Explanation: CountVectorizer is a text vectorization technique provided by scikit-learn (sklearn). It converts a collection of text documents into a matrix of token counts.

In [None]:
from sklearn.feature_extraction.text import CountVectorizer

# Initialize CountVectorizer
vectorizer = CountVectorizer()

# Fit the vectorizer to the text data and transform it into BoW representation
bow_matrix = vectorizer.fit_transform(df['tokens'])

# Convert BoW matrix to DataFrame for easier inspection
bow_df = pd.DataFrame(bow_matrix.toarray(), columns=vectorizer.get_feature_names_out())

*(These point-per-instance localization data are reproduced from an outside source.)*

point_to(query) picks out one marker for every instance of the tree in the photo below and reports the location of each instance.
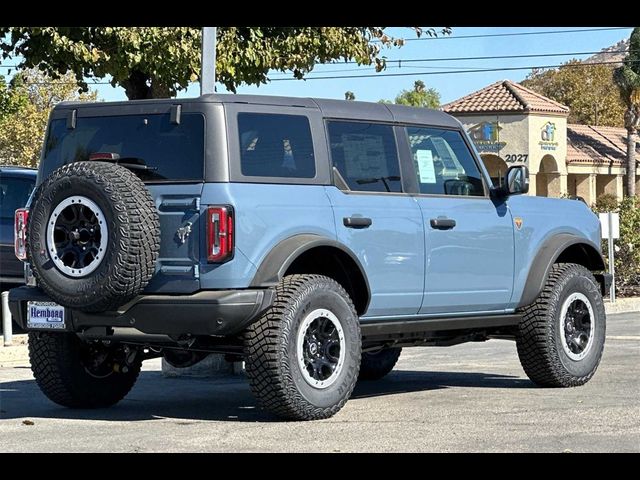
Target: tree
(419, 96)
(30, 96)
(588, 90)
(156, 62)
(627, 78)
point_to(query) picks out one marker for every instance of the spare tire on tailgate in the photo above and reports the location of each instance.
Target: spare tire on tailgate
(93, 236)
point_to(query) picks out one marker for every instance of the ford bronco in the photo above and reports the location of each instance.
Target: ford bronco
(311, 238)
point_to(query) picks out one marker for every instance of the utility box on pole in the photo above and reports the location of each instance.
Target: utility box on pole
(610, 223)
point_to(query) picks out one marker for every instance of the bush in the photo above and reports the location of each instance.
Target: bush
(627, 247)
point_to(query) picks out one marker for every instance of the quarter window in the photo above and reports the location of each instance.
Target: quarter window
(273, 145)
(366, 156)
(443, 163)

# Display the BoW DataFrame
bow_df

## Concatenate bag of words matrix with original dataframe to enable modeling 

In [None]:
# Concatenate bow_df with the original DataFrame df
combined_df = pd.concat([df, bow_df], axis=1)
combined_df

## Balancing the data 

Author note: no data balancing applied in this model 

## Train test split 

In [None]:
from sklearn.model_selection import train_test_split

X = combined_df.drop(columns=['sentiment', 'content', 'sentiment_subgroup', 'tokens'])
y = combined_df['sentiment_subgroup']

# Perform train-test split with 80% training data and 20% testing data
X_train, X_test, y_train, y_test = train_test_split(X, y, test_size=0.2, random_state=42)

# Print the shapes of the train and test sets
print("Train set shapes:", X_train.shape, y_train.shape)
print("Test set shapes:", X_test.shape, y_test.shape)

Author note: Encountered major issues running code as of this point 

## Train model using the Random Forest Classifier

In [None]:
from sklearn.ensemble import RandomForestClassifier

rfc_ops = {
    "max_depth": 6,
    "min_samples_leaf": 20,
    "n_estimators": 100,
    "bootstrap": True,
    "oob_score": True,
    "random_state": 42
}

clf = RandomForestClassifier(**rfc_ops)

clf.fit(X_train, y_train)
print("train prediction accuracy score: %.2f" % (clf.score(X_train, y_train)))
print("test prediction accuracy score: %.2f" % (clf.score(X_test, y_test)))

- train prediction accuracy score 0.4
- test prediction accuracy score 0.4

The accuracy scores of 0.40 for both the training and testing sets suggest that the model is underfitting, which means it is too simple to capture the underlying structure of the data.